Example 4a - curve fitting
==========================
Spend ~10 minutes to understand the code

```python
import matplotlib.pyplot as plt
import numpy as np
import scipy.optimize as sp

def func(x, a, b, c):
    return a * np.exp(-b * x) + c

#Generate the data to be fit with some noise:
xdata = np.linspace(0, 4, 50)
y = func(xdata, 2.5, 1.3, 0.5)
np.random.seed(1729)
y_noise = 0.1 * np.random.normal(size=xdata.size)
ydata = y + y_noise

plt.figure(figsize=(8,6))
plt.plot(xdata, ydata, 'bo', mfc='none', label='data')

#Fit1: fit for the parameters a, b, c of the function func:
popt, pcov = sp.curve_fit(func, xdata, ydata)
#popt is the array of the optimised values and pcov contains the estimated covariance of popt

plt.plot(xdata, func(xdata, *popt), 'r-',
         label='fit: a=%.3f, b=%5.3f, c=%5.3f' % tuple(popt))

#Fit2: constrain the optimization to the region of 0 <= a <= 3, 0 <= b <= 1 and 0 <= c <= 0.5:
popt, pcov = sp.curve_fit(func, xdata, ydata, bounds=([0.0, 0.0, 0.0], [3.0, 1.0, 0.5]))

plt.plot(xdata, func(xdata, *popt), 'g--',
         label='fit: a=%5.3f, b=%5.3f, c=%5.3f' % tuple(popt))

plt.xlabel('x')
plt.ylabel('y')
plt.legend()
plt.show()
```

### Question 4
(a)
Generate a code by using the following information.

(i) Define a linear function, $ax + b$ (use values other than $a=1$ and/or $b=0$.

(ii) Generate data ($x$ ranges from -10 to 10 with 101 points) with some noise (~10% of the maximum $y$ value).

(iii) Fit for the parameters $a, b$ of the function func.

(iv) Plot the data as red empty circles and fit curve as a black solid curve.


Question 4(b)
Generate a code by using the following information.

(i) Use the same linear function as above for this part.

(ii) Generate data ($x$ ranges from -10 to 10 with 101 points) with some noise (<span style='color:Red'> only ~1% </span> of the maximum $y$ value).

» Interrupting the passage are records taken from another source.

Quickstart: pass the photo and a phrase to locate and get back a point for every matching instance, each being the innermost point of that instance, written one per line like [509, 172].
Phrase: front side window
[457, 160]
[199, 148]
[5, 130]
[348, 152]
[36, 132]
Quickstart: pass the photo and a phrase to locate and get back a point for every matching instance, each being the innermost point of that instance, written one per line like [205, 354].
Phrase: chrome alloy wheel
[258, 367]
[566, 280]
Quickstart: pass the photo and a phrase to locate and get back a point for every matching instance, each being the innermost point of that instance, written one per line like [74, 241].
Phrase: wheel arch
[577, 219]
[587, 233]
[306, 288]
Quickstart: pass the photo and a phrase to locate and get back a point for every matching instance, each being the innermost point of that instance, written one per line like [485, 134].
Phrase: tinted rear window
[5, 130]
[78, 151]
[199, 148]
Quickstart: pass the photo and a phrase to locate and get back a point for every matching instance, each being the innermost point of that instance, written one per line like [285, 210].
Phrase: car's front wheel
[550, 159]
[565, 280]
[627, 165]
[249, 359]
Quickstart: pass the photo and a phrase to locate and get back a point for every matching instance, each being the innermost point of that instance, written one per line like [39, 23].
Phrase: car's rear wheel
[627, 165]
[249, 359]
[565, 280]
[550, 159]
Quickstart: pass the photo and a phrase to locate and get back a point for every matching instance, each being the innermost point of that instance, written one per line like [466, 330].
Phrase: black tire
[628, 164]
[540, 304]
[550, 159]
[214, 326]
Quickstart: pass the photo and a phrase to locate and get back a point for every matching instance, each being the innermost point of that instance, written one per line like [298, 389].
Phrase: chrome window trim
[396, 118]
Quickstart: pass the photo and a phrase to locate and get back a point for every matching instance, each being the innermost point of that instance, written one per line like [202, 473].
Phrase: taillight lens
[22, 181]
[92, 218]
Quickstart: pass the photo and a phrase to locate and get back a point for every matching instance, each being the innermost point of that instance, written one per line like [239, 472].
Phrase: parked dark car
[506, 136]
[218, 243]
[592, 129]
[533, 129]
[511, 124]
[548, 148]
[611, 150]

(iii) Fit for the parameters $a, b$ of the function func.

(iv) Plot the data as red empty circles and fit curve as a black solid curve.

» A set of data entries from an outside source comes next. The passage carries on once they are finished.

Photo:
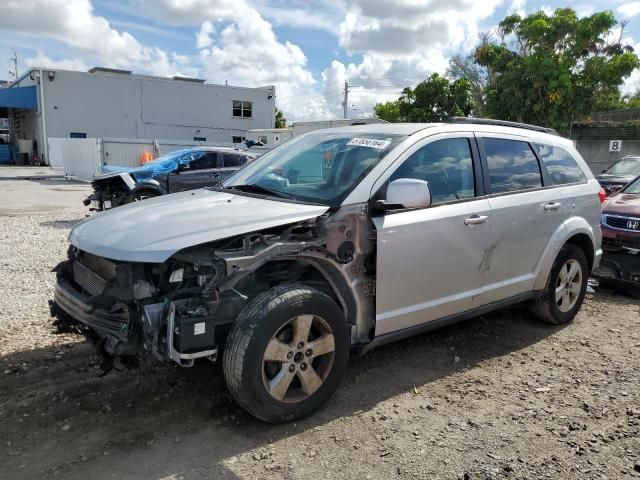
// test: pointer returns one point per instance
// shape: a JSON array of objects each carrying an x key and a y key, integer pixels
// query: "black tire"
[
  {"x": 262, "y": 318},
  {"x": 141, "y": 195},
  {"x": 546, "y": 307}
]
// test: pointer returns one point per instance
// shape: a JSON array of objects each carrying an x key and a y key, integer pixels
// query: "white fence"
[
  {"x": 84, "y": 157},
  {"x": 80, "y": 157}
]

Provide a brief comment on the effect of less noise on the fit results.

Your comment:

Question 4(c)
Generate a code by using the following information.

(i) Define a quadratic function using variables $a, b$ and $c$.

(ii) Generate data ($x$ ranges from -10 to 10 with 101 points) with some noise (~10% of the maximum $y$ value).

(iii) Fit for the parameters $a, b, c$ of the function func.

(iv) Plot the data as blue circles and fit curve as a black curve.